Vermont Eagle
- Logo
- Type: Weekly Newspaper
- Format: Broadsheet
- Owner: Denton Publications
- Publisher: Denton Publications
- Editor: Lou Varricchio
- Founded: 1999
- Political alignment: Conservative
- Headquarters: 16 Creek Road Suite 5A, Middlebury, VT Addison County United States
- Circulation: 14,464
- Website: https://www.suncommunitynews.com/articles/the-vermont-eagle

= Vermont Eagle =

Weekly newspaper in Middlebury, Vermont

The Vermont Eagle is a weekly newspaper based in Middlebury, VT, that serves Addison, southern Chittenden, and northern Rutland counties. The paper is published on Saturdays and has a circulation of 14,464.

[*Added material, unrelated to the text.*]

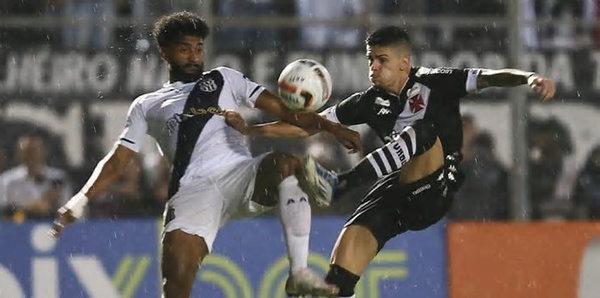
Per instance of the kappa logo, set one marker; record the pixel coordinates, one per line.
(384, 111)
(416, 89)
(382, 102)
(208, 85)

The Vermont Eagle is owned by Denton Publications. Lou Varricchio is the current editor. The publication has received several editorial and advertising awards by the Association of Free Community Publications, Inc., based in Liverpool, New York. The newspaper also publishes a free, quarterly color magazine, Our State Vermont. The Eagle ceased publication in October 2021.

== History ==
The paper was established in 1999 as the Addison Eagle. The paper immediately faced startup challenges, as one of its founding partners, Tom Lavoie, was found to have a criminal history. At least one of the investors in the paper, Bernard Rome, a former Republican gubernatorial candidate, asked to have his investment returned. The Eagle, which was framed as a conservative alternative to the other Addison County weekly, the liberal Addison County Independent, had numerous Republican and libertarian investors at the time.

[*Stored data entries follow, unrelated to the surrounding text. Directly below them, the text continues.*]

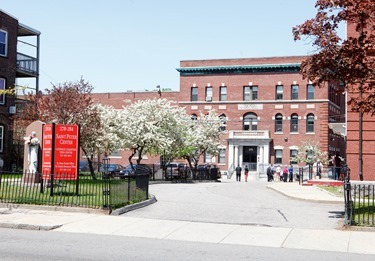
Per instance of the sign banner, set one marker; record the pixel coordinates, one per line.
(66, 152)
(47, 150)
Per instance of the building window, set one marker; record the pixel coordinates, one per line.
(250, 93)
(294, 92)
(194, 93)
(223, 121)
(279, 92)
(208, 93)
(250, 121)
(293, 155)
(294, 123)
(223, 93)
(1, 138)
(310, 123)
(278, 156)
(310, 92)
(2, 87)
(222, 153)
(3, 43)
(279, 123)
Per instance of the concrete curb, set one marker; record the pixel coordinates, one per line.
(29, 227)
(306, 199)
(131, 207)
(12, 206)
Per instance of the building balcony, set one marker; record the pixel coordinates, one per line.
(27, 66)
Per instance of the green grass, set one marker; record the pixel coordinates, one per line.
(64, 193)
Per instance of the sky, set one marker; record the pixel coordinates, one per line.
(135, 45)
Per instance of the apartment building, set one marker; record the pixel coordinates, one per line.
(14, 65)
(267, 107)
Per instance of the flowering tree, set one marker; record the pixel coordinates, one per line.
(202, 136)
(67, 103)
(150, 126)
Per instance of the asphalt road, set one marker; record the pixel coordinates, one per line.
(250, 203)
(42, 245)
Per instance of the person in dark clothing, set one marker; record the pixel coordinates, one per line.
(238, 173)
(269, 174)
(246, 173)
(291, 173)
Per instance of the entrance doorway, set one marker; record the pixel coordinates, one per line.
(250, 157)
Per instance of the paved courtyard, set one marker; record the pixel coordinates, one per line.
(229, 202)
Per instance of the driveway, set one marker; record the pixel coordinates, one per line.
(230, 202)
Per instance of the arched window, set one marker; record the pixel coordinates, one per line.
(279, 122)
(310, 122)
(223, 120)
(250, 121)
(294, 123)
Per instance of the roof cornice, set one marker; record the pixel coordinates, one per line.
(239, 69)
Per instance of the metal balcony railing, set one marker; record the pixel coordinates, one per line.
(27, 64)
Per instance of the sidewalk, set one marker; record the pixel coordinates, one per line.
(96, 223)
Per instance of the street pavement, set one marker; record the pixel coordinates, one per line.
(96, 222)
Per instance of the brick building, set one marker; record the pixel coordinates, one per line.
(360, 137)
(14, 65)
(267, 107)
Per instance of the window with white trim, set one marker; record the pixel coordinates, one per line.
(294, 91)
(294, 123)
(293, 154)
(3, 43)
(1, 138)
(223, 122)
(194, 93)
(279, 92)
(279, 122)
(310, 91)
(310, 123)
(250, 121)
(222, 153)
(250, 93)
(208, 93)
(223, 93)
(278, 156)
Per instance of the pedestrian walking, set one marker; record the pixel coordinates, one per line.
(291, 173)
(246, 173)
(270, 173)
(238, 173)
(278, 172)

In 2001, the Vermont Eagle was embroiled in a conflict with its competitor newspaper, the Addison County Independent. The editor of the Eagle, Lou Varricchio, took offense at an Addison Independent ad touting its quality and performance as a vehicle for advertising. Varricchio posted an editorial in the Eagle, calling the ad "slick, un-Vermont attack advertising." The Addison Independent's editor, Angelo Lynn, fired back with an editorial criticizing the Eagle for "un-American journalistic practices." Antagonistic editorials continued back-and-forth into the beginning of 2002. Around that time, facing financial troubles, the Eagle announced that it would begin charging readers .50 per copy. But with increased local business advertising support under new management, the Eagle returned to offering the publication without charge. The paper's name was also changed to reflect a wider regional distribution area as readership grew.

In 2003, because of ongoing financial struggles, the Vermont Eagle was purchased by New Market Press. New Market Press was co-founded by Ed Coats and Dan Alexander, who own Denton Publications, which now owns the Vermont Eagle. Denton Publication is considered a sister publication group to the New Market Press.

In 2009, the Vermont Times was absorbed into the Vermont Eagle. In 2016, the Green Mountain Outlook was absorbed into the Vermont Eagle.

Varricchio left the Eagle briefly in 2017 to head up an online outlet called Vermont Watchdog. By April 2017, he had returned to the Eagle, citing re-organizations at the Watchdog.

== Digital Presence ==
The Vermont Eagle maintains an online presence through its distributor The Sun Community News and Printing.